Drones

Technical Hurdles Delay Drone Deliveries

3/21/15
from The Wall Street Journal,
3/20/15:

Battery life and weather at least as daunting as pending regulation, say developers.

Companies hoping to use drones to deliver small packages are confronting technical hurdles such as battery life and weather that are at least as vexing as proposed U.S. regulatory limits. Retail and shipping companies including Amazon.com Inc.,Alibaba Group Holding Ltd., and Deutsche Post DHL AG have been among the most enthusiastic supporters, seeing drones as potentially transforming their businesses. But hurdles including short battery life and unreliable location data suggest it could be years before armies of drones replace FedEx and UPS vans.
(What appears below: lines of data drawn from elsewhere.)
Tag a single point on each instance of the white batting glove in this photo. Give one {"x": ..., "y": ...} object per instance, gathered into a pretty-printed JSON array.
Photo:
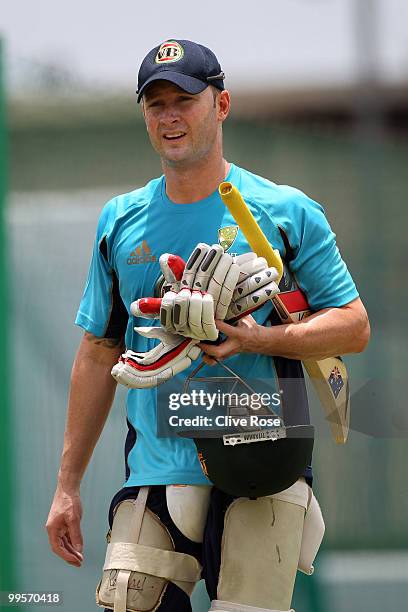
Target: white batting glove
[
  {"x": 256, "y": 286},
  {"x": 207, "y": 286},
  {"x": 172, "y": 355}
]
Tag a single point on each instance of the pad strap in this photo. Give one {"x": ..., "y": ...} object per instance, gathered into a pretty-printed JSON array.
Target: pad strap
[{"x": 184, "y": 570}]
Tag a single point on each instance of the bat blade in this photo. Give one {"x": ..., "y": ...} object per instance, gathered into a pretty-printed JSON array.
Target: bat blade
[{"x": 328, "y": 376}]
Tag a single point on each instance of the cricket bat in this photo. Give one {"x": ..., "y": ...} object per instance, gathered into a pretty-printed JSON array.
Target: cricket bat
[{"x": 328, "y": 376}]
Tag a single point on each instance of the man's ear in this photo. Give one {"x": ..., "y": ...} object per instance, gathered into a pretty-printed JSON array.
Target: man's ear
[{"x": 224, "y": 104}]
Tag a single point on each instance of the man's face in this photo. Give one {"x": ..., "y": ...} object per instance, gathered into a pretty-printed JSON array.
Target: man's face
[{"x": 182, "y": 127}]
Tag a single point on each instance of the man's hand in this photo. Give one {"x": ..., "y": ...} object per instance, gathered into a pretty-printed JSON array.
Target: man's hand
[
  {"x": 63, "y": 526},
  {"x": 241, "y": 338}
]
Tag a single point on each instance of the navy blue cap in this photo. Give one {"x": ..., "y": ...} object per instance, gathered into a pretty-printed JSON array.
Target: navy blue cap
[{"x": 190, "y": 66}]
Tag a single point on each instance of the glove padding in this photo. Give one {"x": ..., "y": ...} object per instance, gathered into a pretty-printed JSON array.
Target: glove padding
[
  {"x": 172, "y": 355},
  {"x": 199, "y": 293}
]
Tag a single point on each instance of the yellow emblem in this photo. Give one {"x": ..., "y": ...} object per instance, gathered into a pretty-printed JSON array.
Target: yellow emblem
[
  {"x": 227, "y": 235},
  {"x": 170, "y": 51}
]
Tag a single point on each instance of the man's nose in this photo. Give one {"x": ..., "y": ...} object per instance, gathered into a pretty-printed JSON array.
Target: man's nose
[{"x": 170, "y": 114}]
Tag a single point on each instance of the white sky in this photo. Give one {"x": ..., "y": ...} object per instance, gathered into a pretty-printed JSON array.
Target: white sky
[{"x": 271, "y": 42}]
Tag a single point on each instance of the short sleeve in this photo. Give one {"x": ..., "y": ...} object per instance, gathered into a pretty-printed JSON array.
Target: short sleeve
[
  {"x": 101, "y": 311},
  {"x": 317, "y": 264}
]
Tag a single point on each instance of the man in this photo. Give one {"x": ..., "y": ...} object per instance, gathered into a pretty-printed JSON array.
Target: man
[{"x": 184, "y": 104}]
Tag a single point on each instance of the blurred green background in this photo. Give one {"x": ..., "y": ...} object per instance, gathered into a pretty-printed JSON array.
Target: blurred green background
[{"x": 66, "y": 158}]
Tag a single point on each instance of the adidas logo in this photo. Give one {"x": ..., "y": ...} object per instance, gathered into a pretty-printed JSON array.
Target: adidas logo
[{"x": 141, "y": 254}]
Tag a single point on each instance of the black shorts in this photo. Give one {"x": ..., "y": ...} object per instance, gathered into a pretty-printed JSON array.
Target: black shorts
[{"x": 208, "y": 553}]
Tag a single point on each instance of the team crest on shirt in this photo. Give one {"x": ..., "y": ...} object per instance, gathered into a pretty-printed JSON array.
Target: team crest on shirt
[
  {"x": 170, "y": 51},
  {"x": 227, "y": 235},
  {"x": 141, "y": 254}
]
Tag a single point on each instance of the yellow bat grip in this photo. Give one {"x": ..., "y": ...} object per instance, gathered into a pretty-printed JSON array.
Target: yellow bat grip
[{"x": 257, "y": 240}]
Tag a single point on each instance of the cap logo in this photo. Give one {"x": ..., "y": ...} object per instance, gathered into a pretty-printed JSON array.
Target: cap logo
[{"x": 170, "y": 51}]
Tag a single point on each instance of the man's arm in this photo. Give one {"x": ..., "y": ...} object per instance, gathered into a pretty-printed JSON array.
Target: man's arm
[
  {"x": 91, "y": 395},
  {"x": 326, "y": 333}
]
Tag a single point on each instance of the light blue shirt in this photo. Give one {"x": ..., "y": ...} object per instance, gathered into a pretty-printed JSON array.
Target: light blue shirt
[{"x": 134, "y": 229}]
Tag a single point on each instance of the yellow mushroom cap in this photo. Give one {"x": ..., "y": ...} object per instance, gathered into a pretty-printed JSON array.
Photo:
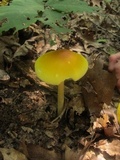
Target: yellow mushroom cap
[{"x": 56, "y": 66}]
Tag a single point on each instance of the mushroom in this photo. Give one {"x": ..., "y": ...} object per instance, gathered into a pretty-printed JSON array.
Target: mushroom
[{"x": 54, "y": 67}]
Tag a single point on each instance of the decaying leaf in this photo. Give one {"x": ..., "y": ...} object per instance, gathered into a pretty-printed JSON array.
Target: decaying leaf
[
  {"x": 12, "y": 154},
  {"x": 98, "y": 87}
]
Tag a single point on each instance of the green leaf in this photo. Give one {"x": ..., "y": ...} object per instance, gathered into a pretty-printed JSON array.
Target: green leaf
[
  {"x": 70, "y": 6},
  {"x": 20, "y": 14}
]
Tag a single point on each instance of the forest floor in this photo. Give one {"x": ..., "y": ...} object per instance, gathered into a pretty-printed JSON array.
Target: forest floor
[{"x": 88, "y": 128}]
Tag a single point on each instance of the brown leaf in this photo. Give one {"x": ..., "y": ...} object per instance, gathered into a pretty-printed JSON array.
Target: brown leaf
[
  {"x": 98, "y": 87},
  {"x": 36, "y": 152},
  {"x": 12, "y": 154}
]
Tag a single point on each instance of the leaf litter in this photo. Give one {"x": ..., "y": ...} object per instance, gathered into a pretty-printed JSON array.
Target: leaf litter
[{"x": 88, "y": 129}]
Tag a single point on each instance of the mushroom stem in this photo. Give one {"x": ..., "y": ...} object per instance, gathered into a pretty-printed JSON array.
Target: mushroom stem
[{"x": 60, "y": 97}]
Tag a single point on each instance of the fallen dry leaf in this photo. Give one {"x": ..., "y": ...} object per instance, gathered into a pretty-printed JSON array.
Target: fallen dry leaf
[{"x": 12, "y": 154}]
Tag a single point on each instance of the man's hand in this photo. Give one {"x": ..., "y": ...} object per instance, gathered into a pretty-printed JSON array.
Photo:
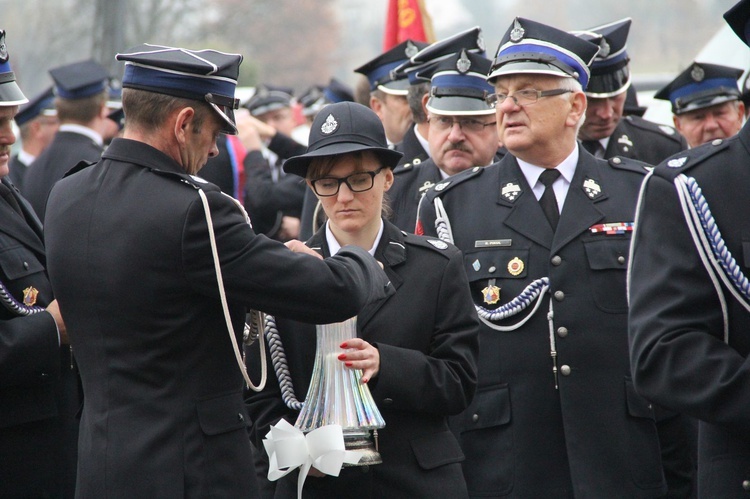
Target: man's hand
[{"x": 54, "y": 309}]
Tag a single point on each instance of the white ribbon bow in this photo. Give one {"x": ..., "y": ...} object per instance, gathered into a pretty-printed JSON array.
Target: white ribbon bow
[{"x": 288, "y": 448}]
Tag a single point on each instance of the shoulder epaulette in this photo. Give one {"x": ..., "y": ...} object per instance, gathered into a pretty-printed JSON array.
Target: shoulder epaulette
[
  {"x": 192, "y": 180},
  {"x": 629, "y": 164},
  {"x": 431, "y": 243},
  {"x": 80, "y": 166},
  {"x": 447, "y": 184},
  {"x": 685, "y": 160},
  {"x": 407, "y": 167}
]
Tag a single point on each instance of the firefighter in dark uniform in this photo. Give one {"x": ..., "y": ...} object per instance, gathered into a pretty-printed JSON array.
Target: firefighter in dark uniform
[
  {"x": 607, "y": 133},
  {"x": 81, "y": 98},
  {"x": 462, "y": 131},
  {"x": 545, "y": 235},
  {"x": 689, "y": 310},
  {"x": 39, "y": 389},
  {"x": 154, "y": 268}
]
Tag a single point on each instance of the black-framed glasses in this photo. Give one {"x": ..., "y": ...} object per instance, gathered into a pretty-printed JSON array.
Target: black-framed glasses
[
  {"x": 525, "y": 97},
  {"x": 443, "y": 123},
  {"x": 356, "y": 182}
]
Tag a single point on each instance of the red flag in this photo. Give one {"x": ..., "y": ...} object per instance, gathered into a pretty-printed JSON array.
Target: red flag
[{"x": 407, "y": 20}]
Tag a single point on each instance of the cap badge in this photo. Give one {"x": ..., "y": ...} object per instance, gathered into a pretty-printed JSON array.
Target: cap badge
[
  {"x": 438, "y": 243},
  {"x": 330, "y": 125},
  {"x": 591, "y": 188},
  {"x": 677, "y": 162},
  {"x": 697, "y": 74},
  {"x": 667, "y": 129},
  {"x": 463, "y": 64},
  {"x": 411, "y": 49},
  {"x": 604, "y": 48},
  {"x": 515, "y": 266},
  {"x": 491, "y": 294},
  {"x": 3, "y": 48},
  {"x": 510, "y": 191},
  {"x": 480, "y": 42},
  {"x": 516, "y": 34},
  {"x": 29, "y": 296}
]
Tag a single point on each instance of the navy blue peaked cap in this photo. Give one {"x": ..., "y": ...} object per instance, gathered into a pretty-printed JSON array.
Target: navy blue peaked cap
[
  {"x": 204, "y": 75},
  {"x": 610, "y": 71},
  {"x": 10, "y": 92},
  {"x": 532, "y": 47},
  {"x": 380, "y": 71},
  {"x": 701, "y": 85}
]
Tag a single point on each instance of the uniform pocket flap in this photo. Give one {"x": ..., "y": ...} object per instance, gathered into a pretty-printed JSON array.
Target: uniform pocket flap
[
  {"x": 496, "y": 263},
  {"x": 607, "y": 253},
  {"x": 638, "y": 406},
  {"x": 490, "y": 407},
  {"x": 18, "y": 262},
  {"x": 436, "y": 449},
  {"x": 222, "y": 414}
]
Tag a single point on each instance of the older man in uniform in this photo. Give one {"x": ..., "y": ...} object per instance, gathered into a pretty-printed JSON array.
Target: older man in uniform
[
  {"x": 706, "y": 102},
  {"x": 607, "y": 132},
  {"x": 37, "y": 123},
  {"x": 545, "y": 234},
  {"x": 39, "y": 392},
  {"x": 462, "y": 131},
  {"x": 81, "y": 103},
  {"x": 155, "y": 267},
  {"x": 690, "y": 309}
]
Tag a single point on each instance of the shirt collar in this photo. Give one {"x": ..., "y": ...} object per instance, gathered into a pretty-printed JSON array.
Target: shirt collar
[
  {"x": 83, "y": 130},
  {"x": 334, "y": 246}
]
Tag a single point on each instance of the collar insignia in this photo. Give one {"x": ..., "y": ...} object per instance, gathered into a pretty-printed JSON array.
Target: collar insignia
[
  {"x": 510, "y": 191},
  {"x": 677, "y": 162},
  {"x": 438, "y": 243}
]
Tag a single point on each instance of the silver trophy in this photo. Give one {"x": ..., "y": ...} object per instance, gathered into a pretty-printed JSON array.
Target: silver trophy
[{"x": 336, "y": 395}]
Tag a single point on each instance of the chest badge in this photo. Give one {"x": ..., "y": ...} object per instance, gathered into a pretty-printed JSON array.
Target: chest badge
[
  {"x": 491, "y": 294},
  {"x": 510, "y": 191},
  {"x": 591, "y": 188},
  {"x": 515, "y": 266},
  {"x": 29, "y": 296}
]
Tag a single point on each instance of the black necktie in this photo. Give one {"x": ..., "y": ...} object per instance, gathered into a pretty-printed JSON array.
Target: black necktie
[
  {"x": 548, "y": 199},
  {"x": 594, "y": 147},
  {"x": 10, "y": 198}
]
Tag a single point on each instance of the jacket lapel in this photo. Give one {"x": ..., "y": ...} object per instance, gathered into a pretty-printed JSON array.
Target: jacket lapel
[
  {"x": 580, "y": 211},
  {"x": 526, "y": 216}
]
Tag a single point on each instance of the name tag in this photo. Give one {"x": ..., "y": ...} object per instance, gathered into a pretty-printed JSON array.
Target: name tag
[{"x": 492, "y": 243}]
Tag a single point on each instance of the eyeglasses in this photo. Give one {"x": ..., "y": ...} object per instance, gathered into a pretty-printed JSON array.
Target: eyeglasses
[
  {"x": 356, "y": 182},
  {"x": 443, "y": 123},
  {"x": 525, "y": 97}
]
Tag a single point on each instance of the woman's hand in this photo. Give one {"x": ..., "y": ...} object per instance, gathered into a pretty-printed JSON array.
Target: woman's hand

Companies also face obstacles such as bad weather, aggressive birds and gun-toting neighbors.

Delivery drones “are absolutely viable, but there are a lot of technical hurdles that have to be crossed,” said Nicholas Roy, a robotics professor at the Massachusetts of Institute of Technology and the former head of Google Inc.’s drone-delivery project. “We are very much in the prototype stage.” The top two U.S. private package delivery companies think drone delivery won’t fly soon. FedEx Corp. and United Parcel Service Inc. say the technology remains far from market ready. “There remain numerous reasons why drones are not a feasible delivery technology at this time,” UPS said last month.